Residents of the town of Oxbow Plantation took their final vote last Tuesday in favor of disbanding local government. If all goes according to plan, they will be living in Oxbow North Township next summer.
By a vote of 37 to 2, Oxbow residents gave the go-ahead for a town deorganization plan that’s been more than two years in the making and was approved by the Legislature last March.

“It’s quite a process,” Steve Sherman, a tree farmer and the town’s first assessor, said. “We’ve had some good help from the [state] officials [who oversee] the Unorganized Territory.”
As a local official filling numerous roles in town government, Sherman will be overseeing much of the implementation plan for officially joining the Unorganized Territory of Maine as Township 9 Range 6, on July 1, 2017.
Oxbow, one of several junctions to the North Maine Woods west of Route 11 in Aroostook County, has been facing the same challenges as many other rural Maine towns — declining population and a rising tax burden to maintain local government.
As a member of the UT, the residents will rely on the county and state for public services. It’s easy to see why residents are willing to give up local control. While the mill rate was $20.95 per $1,000 of property valuation in Oxbow this year, residents in Aroostook County’s Unorganized Territory were assessed a $6.47 mill rate.
Before the town can disband, however, it has to liquidate its properties, including a public boat launch on the Aroostook River that will be turned over to the Bureau of Public Lands. The town’s community center, a former one-room schoolhouse, will be turned over to the Oxbow Congregational Church, which will continue operating it as a community center, Sherman said.
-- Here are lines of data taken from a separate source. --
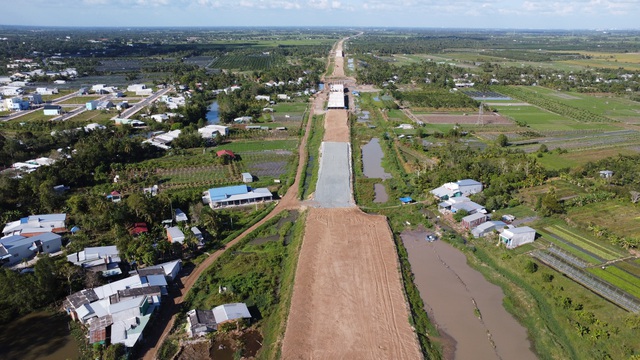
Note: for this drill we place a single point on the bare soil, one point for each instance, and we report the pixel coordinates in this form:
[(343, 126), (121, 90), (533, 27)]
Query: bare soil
[(464, 119), (336, 126), (348, 301)]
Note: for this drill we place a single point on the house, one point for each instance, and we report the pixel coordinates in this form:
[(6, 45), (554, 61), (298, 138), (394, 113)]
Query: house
[(247, 177), (136, 87), (138, 228), (487, 228), (459, 188), (35, 99), (52, 110), (36, 224), (200, 322), (174, 234), (16, 248), (16, 104), (46, 91), (242, 119), (606, 174), (473, 220), (105, 259), (211, 131), (122, 309), (235, 196), (198, 234), (515, 237), (230, 312), (469, 206), (228, 153), (11, 90), (114, 196), (180, 216), (160, 117)]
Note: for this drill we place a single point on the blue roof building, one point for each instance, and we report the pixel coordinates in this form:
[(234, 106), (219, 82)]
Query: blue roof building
[(236, 195)]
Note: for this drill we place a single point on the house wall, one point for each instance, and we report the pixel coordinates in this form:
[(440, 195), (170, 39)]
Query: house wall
[(18, 253)]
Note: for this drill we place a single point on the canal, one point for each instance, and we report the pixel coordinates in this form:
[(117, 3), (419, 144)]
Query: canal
[(466, 307), (42, 335)]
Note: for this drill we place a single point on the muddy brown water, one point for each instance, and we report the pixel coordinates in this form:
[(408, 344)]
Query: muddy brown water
[(39, 335), (452, 291)]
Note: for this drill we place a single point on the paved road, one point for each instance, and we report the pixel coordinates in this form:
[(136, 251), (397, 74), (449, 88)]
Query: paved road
[(139, 106)]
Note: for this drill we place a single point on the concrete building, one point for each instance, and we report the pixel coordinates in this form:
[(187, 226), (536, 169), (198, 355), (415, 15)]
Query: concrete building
[(16, 248), (459, 188), (174, 234), (36, 224), (515, 237), (52, 110), (237, 195), (211, 131)]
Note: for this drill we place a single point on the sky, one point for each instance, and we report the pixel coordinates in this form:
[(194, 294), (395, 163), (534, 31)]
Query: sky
[(494, 14)]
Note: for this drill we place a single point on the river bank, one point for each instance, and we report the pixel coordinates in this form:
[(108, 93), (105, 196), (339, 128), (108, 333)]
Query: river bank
[(467, 308)]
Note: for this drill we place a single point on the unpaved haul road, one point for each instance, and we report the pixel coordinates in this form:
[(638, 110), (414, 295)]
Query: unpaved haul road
[(348, 301)]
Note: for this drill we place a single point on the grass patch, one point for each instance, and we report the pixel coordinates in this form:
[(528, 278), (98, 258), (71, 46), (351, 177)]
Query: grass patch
[(598, 248), (619, 278), (312, 165)]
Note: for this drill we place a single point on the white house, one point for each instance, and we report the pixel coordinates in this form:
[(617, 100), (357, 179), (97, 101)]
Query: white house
[(52, 110), (36, 224), (200, 322), (515, 237), (47, 91), (15, 248), (174, 234), (136, 87), (211, 131), (487, 228), (459, 188), (11, 90)]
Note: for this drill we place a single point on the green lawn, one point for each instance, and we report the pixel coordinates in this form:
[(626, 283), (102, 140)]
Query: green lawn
[(241, 146), (542, 120), (555, 161), (609, 106), (618, 216), (598, 247), (618, 278)]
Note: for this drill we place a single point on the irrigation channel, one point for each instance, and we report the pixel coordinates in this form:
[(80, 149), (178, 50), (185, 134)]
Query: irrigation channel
[(466, 307)]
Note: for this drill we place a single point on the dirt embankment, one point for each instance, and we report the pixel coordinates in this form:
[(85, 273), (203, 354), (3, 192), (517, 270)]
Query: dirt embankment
[(348, 301)]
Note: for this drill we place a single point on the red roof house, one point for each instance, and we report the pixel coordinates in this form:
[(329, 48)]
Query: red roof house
[(230, 153)]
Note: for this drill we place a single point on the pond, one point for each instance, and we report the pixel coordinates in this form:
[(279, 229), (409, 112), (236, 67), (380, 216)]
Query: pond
[(40, 335), (466, 307), (212, 114)]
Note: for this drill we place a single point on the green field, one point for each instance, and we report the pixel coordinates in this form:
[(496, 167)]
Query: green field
[(241, 146), (555, 161), (542, 120), (80, 99), (618, 278), (618, 216), (610, 106), (596, 247)]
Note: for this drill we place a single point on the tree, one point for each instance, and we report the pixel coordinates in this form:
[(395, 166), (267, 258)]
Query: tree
[(502, 140)]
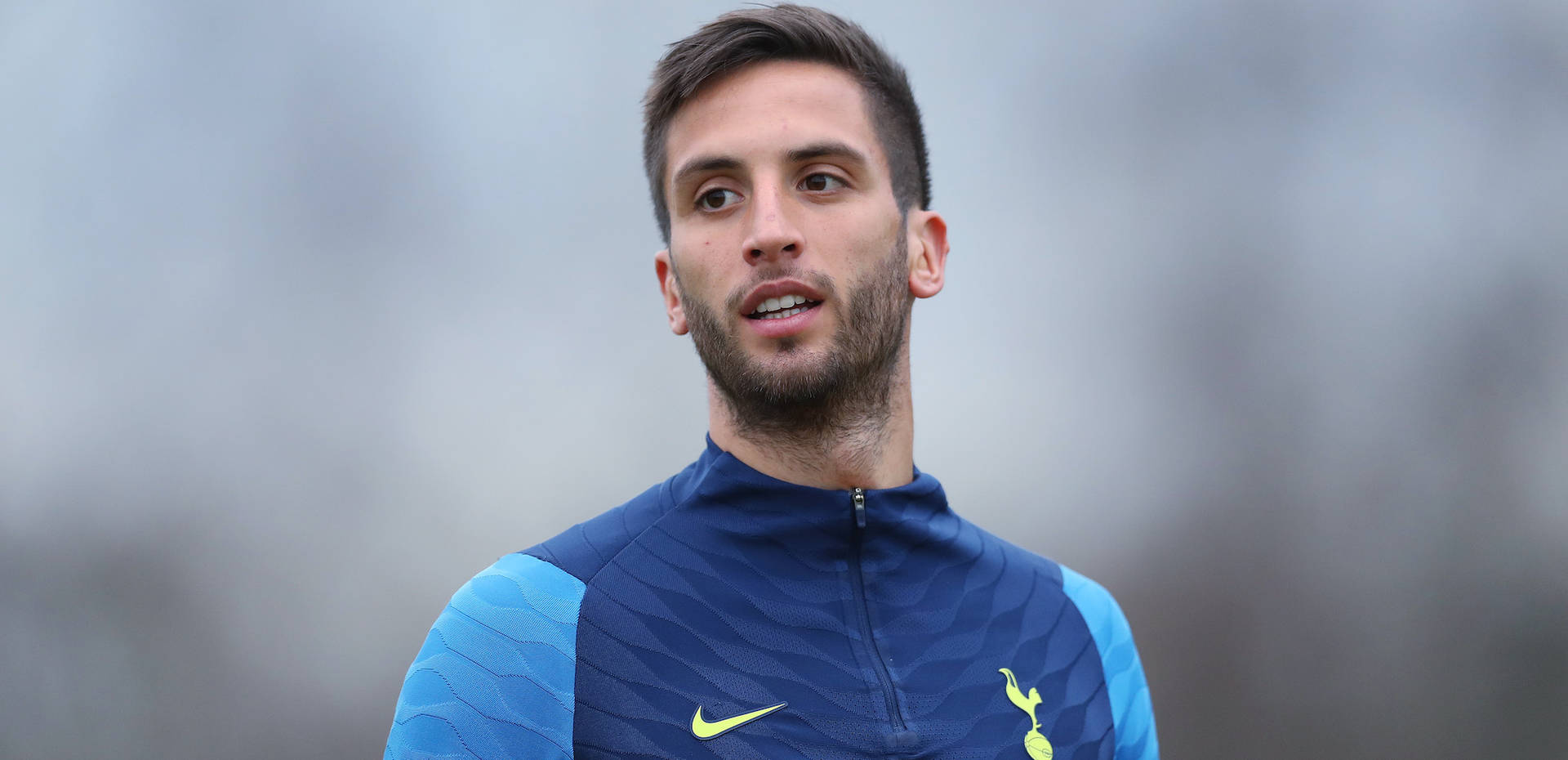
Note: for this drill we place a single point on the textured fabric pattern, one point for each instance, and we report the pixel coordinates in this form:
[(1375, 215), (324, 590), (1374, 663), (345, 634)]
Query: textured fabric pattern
[(1129, 693), (494, 677), (896, 630), (733, 591)]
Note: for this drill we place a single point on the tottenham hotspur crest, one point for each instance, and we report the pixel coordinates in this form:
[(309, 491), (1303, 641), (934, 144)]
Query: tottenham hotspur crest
[(1036, 743)]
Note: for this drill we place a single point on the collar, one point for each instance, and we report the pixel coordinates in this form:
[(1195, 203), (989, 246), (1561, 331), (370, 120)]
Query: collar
[(720, 481)]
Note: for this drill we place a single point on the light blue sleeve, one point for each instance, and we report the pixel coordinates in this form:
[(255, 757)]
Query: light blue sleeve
[(497, 673), (1118, 657)]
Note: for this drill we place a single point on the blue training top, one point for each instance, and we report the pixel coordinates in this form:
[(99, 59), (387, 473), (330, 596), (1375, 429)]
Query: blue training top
[(725, 613)]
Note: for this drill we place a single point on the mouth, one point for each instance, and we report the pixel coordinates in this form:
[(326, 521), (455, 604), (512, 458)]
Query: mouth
[(784, 306)]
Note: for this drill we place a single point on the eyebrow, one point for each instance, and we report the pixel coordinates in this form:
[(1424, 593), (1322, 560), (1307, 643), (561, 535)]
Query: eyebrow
[(703, 163), (806, 153), (823, 151)]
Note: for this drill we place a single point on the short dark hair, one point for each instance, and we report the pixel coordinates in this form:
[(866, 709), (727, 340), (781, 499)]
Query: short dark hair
[(787, 34)]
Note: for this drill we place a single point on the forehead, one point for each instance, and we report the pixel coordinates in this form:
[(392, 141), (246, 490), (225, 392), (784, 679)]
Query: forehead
[(763, 110)]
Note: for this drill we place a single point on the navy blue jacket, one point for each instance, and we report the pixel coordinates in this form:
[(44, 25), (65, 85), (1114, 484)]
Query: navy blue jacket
[(725, 613)]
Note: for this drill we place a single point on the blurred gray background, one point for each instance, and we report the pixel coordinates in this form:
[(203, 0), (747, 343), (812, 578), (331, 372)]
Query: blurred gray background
[(1256, 311)]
The town also has to withdraw from the school district, Maine School Administrative District 32 in Ashland, and pay off its share of the debt from the 6-year-old consolidated school complex. That cost amounts to about $52,000, more than $1,000 per resident of Oxbow, Sherman said.
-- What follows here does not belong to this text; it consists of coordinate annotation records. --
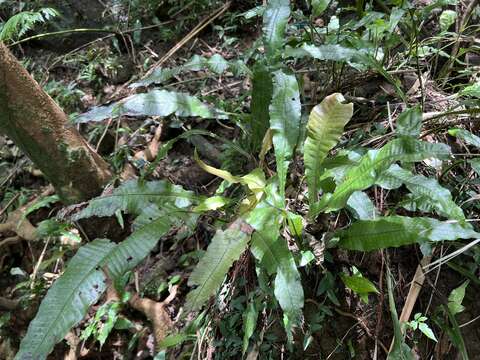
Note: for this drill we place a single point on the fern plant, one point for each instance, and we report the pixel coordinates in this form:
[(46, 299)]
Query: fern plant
[(335, 183), (19, 24)]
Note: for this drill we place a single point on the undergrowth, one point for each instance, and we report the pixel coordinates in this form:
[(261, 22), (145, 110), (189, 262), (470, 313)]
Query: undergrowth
[(299, 185)]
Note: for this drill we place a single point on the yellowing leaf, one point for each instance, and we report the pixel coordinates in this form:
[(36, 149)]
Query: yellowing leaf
[(324, 129)]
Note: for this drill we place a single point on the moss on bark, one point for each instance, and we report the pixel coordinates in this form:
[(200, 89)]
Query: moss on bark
[(41, 129)]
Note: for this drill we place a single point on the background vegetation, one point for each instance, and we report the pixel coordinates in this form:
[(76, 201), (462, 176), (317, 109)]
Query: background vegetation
[(292, 179)]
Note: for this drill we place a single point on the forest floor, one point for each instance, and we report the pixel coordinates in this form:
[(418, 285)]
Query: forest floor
[(338, 322)]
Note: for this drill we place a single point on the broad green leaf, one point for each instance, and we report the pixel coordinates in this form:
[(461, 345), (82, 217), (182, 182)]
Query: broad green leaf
[(455, 299), (409, 122), (289, 290), (271, 250), (471, 90), (427, 331), (321, 52), (134, 197), (372, 164), (395, 231), (466, 136), (67, 301), (159, 206), (361, 206), (224, 249), (420, 186), (275, 20), (324, 129), (130, 252), (262, 91), (447, 19), (285, 112), (319, 6), (152, 103)]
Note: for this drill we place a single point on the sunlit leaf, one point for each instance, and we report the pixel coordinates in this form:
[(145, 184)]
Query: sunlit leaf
[(224, 249), (395, 231), (152, 103), (275, 20), (324, 129), (438, 197)]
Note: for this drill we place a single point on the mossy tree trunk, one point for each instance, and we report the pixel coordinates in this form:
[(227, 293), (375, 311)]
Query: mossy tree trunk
[(39, 127)]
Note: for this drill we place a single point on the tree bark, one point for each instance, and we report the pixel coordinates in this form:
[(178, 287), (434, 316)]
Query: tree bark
[(40, 128)]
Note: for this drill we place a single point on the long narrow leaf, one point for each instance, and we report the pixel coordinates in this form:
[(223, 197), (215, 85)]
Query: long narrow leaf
[(275, 20), (395, 231), (372, 164), (420, 186), (324, 129), (285, 112), (225, 248), (67, 301), (152, 103), (271, 250), (262, 91)]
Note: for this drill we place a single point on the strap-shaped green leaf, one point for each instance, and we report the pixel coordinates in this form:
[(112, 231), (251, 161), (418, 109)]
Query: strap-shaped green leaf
[(271, 250), (152, 103), (465, 135), (262, 91), (395, 231), (159, 206), (372, 164), (67, 301), (420, 186), (324, 129), (285, 112), (275, 20), (225, 248), (133, 196)]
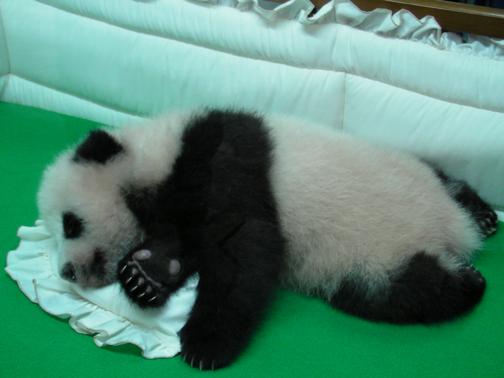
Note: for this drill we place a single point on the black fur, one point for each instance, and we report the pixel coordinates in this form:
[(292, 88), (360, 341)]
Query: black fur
[(68, 272), (99, 147), (483, 215), (425, 292), (73, 226), (216, 215)]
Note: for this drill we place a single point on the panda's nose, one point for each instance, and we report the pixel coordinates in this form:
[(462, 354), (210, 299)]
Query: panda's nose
[(68, 272)]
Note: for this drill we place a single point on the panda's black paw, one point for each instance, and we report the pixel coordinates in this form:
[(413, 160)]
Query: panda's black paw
[(143, 275), (487, 221), (484, 216), (206, 345)]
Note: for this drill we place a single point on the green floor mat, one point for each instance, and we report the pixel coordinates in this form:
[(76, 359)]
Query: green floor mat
[(302, 337)]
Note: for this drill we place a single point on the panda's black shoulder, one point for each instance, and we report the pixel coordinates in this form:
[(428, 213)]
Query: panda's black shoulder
[(242, 134)]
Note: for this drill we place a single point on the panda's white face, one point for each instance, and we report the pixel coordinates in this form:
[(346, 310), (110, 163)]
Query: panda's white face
[(83, 208), (81, 198)]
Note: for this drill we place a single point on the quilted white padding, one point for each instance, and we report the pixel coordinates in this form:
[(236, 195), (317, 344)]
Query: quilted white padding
[(104, 313), (115, 61)]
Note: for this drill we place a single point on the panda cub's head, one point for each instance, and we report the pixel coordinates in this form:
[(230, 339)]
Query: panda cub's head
[(82, 197)]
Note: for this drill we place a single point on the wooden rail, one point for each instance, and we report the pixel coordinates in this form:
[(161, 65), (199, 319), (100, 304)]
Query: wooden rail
[(455, 17)]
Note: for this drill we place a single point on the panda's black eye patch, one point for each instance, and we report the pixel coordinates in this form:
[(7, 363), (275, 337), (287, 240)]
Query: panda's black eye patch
[(72, 225), (99, 147)]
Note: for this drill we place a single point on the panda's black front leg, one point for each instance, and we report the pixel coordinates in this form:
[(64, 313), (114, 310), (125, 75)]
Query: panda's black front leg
[(237, 279), (150, 274)]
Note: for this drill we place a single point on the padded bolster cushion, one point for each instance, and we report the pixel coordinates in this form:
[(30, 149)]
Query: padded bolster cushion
[(402, 83)]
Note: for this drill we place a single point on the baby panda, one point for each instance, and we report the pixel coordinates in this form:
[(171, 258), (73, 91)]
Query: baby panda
[(248, 202)]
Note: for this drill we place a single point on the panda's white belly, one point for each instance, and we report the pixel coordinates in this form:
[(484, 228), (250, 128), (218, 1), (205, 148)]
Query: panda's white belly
[(348, 208)]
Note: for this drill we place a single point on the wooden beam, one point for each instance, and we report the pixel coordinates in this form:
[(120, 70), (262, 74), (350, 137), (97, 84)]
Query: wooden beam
[(451, 16), (455, 17)]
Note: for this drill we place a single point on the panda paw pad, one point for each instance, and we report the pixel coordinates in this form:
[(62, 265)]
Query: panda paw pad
[(137, 282)]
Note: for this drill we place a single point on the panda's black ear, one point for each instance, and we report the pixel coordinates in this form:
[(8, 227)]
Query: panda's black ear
[(99, 147)]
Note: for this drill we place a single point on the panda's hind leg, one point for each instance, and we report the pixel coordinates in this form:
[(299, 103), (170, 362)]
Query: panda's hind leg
[(424, 291), (481, 212)]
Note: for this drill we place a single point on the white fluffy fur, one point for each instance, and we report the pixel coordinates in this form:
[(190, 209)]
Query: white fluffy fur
[(351, 208), (346, 207)]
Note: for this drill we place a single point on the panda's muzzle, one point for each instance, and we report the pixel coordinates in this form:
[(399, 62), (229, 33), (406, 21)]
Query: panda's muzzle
[(68, 272), (91, 274)]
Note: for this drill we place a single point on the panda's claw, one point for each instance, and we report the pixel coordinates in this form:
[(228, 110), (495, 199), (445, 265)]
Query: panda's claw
[(123, 269)]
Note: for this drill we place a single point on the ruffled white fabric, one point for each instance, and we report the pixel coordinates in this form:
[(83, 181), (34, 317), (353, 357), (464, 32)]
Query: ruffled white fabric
[(104, 313), (402, 24)]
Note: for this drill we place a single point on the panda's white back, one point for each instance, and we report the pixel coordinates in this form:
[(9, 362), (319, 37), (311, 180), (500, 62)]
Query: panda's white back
[(349, 209)]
“The 2010 Census called it 66, but I can only find 50,” Sherman said of the town’s population. Five are K-12 students, who will likely continue going to school in Ashland, Sherman said.
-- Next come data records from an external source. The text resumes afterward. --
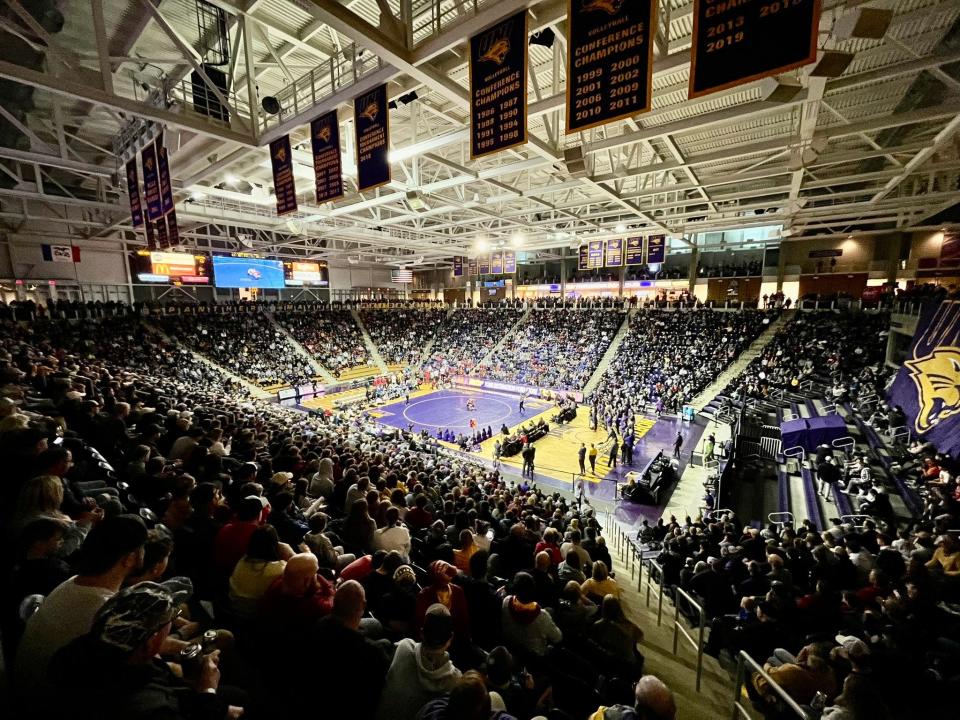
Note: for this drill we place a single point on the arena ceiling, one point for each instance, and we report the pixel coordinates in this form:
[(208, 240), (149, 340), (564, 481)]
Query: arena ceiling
[(872, 149)]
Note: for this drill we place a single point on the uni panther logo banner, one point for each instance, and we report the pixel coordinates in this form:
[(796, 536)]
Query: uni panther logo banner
[(928, 384)]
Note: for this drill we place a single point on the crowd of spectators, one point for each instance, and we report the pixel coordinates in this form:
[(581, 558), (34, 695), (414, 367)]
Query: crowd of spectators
[(467, 335), (329, 335), (667, 357), (817, 345), (556, 349), (402, 335), (246, 343), (190, 552)]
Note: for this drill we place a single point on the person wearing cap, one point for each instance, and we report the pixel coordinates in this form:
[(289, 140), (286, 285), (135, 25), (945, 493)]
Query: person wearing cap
[(116, 666), (946, 558), (653, 700), (421, 670), (111, 552)]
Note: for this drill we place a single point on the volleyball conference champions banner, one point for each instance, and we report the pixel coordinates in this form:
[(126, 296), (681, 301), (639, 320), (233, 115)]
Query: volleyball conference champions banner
[(609, 60), (927, 386), (498, 86)]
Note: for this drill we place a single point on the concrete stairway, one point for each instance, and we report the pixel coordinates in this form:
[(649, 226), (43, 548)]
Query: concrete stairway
[(610, 354), (255, 390), (504, 337), (318, 368), (738, 365), (368, 341), (428, 348)]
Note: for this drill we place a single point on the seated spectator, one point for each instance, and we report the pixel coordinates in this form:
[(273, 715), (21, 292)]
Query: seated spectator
[(653, 701), (420, 671), (256, 571), (116, 663)]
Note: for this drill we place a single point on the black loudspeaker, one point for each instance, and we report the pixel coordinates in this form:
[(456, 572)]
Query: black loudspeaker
[(204, 100)]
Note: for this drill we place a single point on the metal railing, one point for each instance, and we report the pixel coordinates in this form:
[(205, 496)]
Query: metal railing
[(739, 710), (678, 630), (781, 519)]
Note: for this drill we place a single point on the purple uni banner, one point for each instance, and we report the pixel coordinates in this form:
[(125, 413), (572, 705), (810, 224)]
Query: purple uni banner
[(151, 183), (133, 191), (927, 387), (509, 262), (327, 165), (656, 249), (283, 185), (371, 121)]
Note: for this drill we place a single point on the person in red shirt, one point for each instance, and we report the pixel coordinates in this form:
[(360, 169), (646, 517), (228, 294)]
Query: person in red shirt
[(231, 541)]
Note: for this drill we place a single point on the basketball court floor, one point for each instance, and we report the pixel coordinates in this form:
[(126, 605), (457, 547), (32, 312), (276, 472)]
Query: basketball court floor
[(556, 462)]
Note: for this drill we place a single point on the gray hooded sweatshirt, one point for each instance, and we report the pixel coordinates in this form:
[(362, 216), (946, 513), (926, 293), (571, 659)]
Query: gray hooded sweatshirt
[(415, 677)]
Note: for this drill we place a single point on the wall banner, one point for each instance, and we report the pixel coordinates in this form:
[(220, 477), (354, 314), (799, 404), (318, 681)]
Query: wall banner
[(281, 159), (738, 42), (614, 252), (656, 249), (595, 254), (133, 192), (327, 163), (509, 262), (498, 86), (926, 385), (609, 60), (371, 120)]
Oxbow residents first considered deorganizing in 1994, but they voted 21-9 against it that year. Now is the right time, Sherman said. Oxbow would be the 43rd Maine community to deorganize over the last 138 years, with the most recent being Bancroft in June 2015.
“We’re running right out of people,” Sherman, 60, said. “It gets hard to find people to fill the town offices, and there’s really very little that we have much say of anyway. People are on fixed incomes, taxes are getting pretty bad, and it seemed like it was time to go in that direction.”